Add command-line chunking parameters for flexible VRAM utilization
Several issues here and on the slack are related to VRAM limitations: #71, #83, #106, #167, #169, #197, #214
By tweaking the chunking parameters, you can significantly reduce the VRAM requirements. Using this strategy, I have modelled systems with 4000+ tokens on our H200s.
This PR:
- Provides chunking parameters as command-line arguments.
- Adds chunking to the PairformerLayer transition_z calculation (same as MSAlayer) which becomes a bottleneck at large system sizes.
Default behaviour should be consistent with the existing implementation.
- I did also have to enable PYTORCH_CUDA_ALLOC_CONF=expandable_segments:True which may be worth documenting.
- Chunking will only occur above the chunk_size_threshold which may also be a useful command line argument.
@tlitfin-unsw thanks the initiative we faced similar issues internally and did a very similar change
like :)
I would love to see this integrated and released as I'm currently limited by the linked issues.
Another way to increase the maximum size of predicted structures with a given amount of VRAM is to use 16-bit floating point (bfloat16) using Nvidia GPUs as described in #263. In limited tests this allowed predicting 40% more residues without showing noticeable decreased accuracy versus using the default 32-bit floating point.

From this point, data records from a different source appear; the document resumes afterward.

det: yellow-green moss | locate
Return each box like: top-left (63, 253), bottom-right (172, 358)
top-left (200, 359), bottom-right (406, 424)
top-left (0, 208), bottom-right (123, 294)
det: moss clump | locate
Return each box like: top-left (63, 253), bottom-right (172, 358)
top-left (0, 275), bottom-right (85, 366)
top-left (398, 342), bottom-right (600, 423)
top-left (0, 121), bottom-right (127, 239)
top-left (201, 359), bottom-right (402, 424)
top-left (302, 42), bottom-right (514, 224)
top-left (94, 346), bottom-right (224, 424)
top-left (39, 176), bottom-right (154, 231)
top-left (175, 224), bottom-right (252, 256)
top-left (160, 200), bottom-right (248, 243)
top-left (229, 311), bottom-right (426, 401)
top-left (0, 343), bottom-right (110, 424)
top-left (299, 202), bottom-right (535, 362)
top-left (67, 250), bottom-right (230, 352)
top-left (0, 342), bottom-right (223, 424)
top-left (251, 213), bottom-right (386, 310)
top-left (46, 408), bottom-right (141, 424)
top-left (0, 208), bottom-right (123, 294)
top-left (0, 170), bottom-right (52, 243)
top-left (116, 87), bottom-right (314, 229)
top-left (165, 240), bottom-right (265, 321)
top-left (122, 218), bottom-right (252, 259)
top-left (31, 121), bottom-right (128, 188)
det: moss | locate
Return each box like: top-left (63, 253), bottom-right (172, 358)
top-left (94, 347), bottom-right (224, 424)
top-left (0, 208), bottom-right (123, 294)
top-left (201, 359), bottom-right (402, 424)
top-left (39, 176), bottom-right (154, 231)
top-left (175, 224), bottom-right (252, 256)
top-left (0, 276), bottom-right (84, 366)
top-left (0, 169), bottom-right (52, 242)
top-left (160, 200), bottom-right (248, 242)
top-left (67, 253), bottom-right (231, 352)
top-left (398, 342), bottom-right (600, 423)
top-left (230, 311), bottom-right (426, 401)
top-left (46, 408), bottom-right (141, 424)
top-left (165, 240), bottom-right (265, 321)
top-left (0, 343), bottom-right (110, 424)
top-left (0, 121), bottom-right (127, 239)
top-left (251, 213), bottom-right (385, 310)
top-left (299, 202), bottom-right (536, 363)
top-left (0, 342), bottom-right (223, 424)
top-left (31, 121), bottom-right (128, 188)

Pull request #264 adds an option to the boltz command to use bfloat16. I would love to see improvements to boltz to address the structure size limits which are much smaller than AlphaFold 3 and I think are the main limitation for research biologists, most of whom have consumer GPUs with limited memory (e.g. Nvidia 4090 with 24 GB) and not H200 GPUs with 141 GB.
Closing this stale PR. I implemented these changes and added several other inference-only memory optimizations in this fork.